The safety and efficacy of allogeneic or autologous donor-derived NK cell-based therapy for treating hematological malignancies, such as AML, have been well established [5, 29, 148]. With the ongoing effort to improve the treatment response and new methods of generating more feasible clinical scales of NK cells, emerging clinical trials are being designed to evaluate these new modalities and to expand their indications. A first-in-human clinical trial of CAR NK-92 cells in 3 patients with relapsed or refractory AML showed that CAR NK-92 can be infused at doses up to 5 billion cells per patient without causing significant adverse effects [149]. A phase I/II trial of cord blood-derived, CD19-targeted CAR-NK therapy in patients with relapsed or refractory CD19⁺ cancers is ongoing (NCT03056339). The interim results showed that 8 out of 11 patients had an objective response to treatment without development of major toxic effects [150]. Table 5 summarizes the clinical trials of NK cell-based therapy for hematological malignancies to date.

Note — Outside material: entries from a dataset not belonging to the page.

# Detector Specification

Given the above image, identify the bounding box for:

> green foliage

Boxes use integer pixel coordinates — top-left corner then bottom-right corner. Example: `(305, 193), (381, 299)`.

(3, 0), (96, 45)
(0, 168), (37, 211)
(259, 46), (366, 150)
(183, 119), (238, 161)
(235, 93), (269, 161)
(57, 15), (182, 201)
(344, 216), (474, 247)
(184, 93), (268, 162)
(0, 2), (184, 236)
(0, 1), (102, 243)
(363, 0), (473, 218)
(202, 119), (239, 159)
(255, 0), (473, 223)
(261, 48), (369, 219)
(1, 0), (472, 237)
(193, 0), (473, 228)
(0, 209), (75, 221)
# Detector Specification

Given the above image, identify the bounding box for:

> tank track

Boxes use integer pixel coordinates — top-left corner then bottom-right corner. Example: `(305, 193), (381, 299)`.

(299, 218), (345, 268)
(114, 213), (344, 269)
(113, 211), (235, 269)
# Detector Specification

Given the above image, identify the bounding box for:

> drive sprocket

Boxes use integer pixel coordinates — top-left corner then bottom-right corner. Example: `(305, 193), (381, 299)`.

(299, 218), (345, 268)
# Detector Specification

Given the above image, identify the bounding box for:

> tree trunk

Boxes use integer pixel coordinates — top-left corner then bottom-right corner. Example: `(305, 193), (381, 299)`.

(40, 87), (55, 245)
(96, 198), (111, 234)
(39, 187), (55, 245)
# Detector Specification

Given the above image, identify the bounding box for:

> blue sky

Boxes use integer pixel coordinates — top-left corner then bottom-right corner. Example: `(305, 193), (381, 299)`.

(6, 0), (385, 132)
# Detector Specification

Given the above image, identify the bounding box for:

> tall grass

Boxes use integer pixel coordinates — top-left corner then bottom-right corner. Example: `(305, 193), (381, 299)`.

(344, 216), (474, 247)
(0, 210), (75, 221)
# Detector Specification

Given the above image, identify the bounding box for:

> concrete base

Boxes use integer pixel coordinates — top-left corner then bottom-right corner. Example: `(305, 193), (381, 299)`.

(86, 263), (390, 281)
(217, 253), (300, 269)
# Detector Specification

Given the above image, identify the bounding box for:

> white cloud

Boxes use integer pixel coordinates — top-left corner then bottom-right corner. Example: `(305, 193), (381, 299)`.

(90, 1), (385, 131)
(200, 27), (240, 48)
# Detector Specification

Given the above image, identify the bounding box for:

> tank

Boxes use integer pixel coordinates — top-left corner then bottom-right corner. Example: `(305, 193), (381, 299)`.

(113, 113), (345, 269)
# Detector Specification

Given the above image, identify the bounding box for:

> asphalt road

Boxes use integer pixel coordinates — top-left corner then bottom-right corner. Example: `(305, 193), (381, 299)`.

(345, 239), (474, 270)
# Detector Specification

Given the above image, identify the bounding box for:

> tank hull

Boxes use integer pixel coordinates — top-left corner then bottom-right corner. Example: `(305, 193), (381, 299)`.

There are great numbers of clinical trials on NK cell immunotherapy to treat solid tumors. For example, there is an ongoing phase 2 clinical trial to evaluate the safety and efficacy of human HLA-haploidentical hematopoietic cell transplantation (HCT) followed by an early, post-transplant infusion of donor NK cells (NCT02100891). The subjects of the study were patients with high-risk solid tumors, including Ewing Sarcoma, Neuroblastoma, Rhabdomyosarcoma, Osteosarcoma, and CNS tumors. There are also many ongoing clinical trials to evaluate the safety and efficacy of tumor-targeting CAR-NK cells, including using HER2-specific CAR-NK cell to treat advanced or metastatic HER2-expressing solid tumors (NCT04319757), ROBO1-specific CAR-NK cell to treat a broad spectrum of solid tumors (NCT03940820), and MUC1-specific CAR-pNK to treat patients with MUC1-positive relapsed or refractory solid tumor (NCT02839954). MUC1-specific CAR-pNK therapy presented good safety profile and preliminary efficacy in preventing both tumor relapses and graft versus host disease [151]. There are numerous ongoing clinical trials exploring the safety and efficacy of NK-based therapy in combination with other modalities. Phase I/II clinical trials are ongoing to evaluate the safety and efficacy of NK cell combined with nimotuzumab to treat late-stage malignancies (NCT03554889) and of NK cell infusion on patients with advanced malignant tumors following multi-line therapies (NCT03619954). Table 6 summarizes updated clinical trials of NK cell-based therapy for all solid tumors.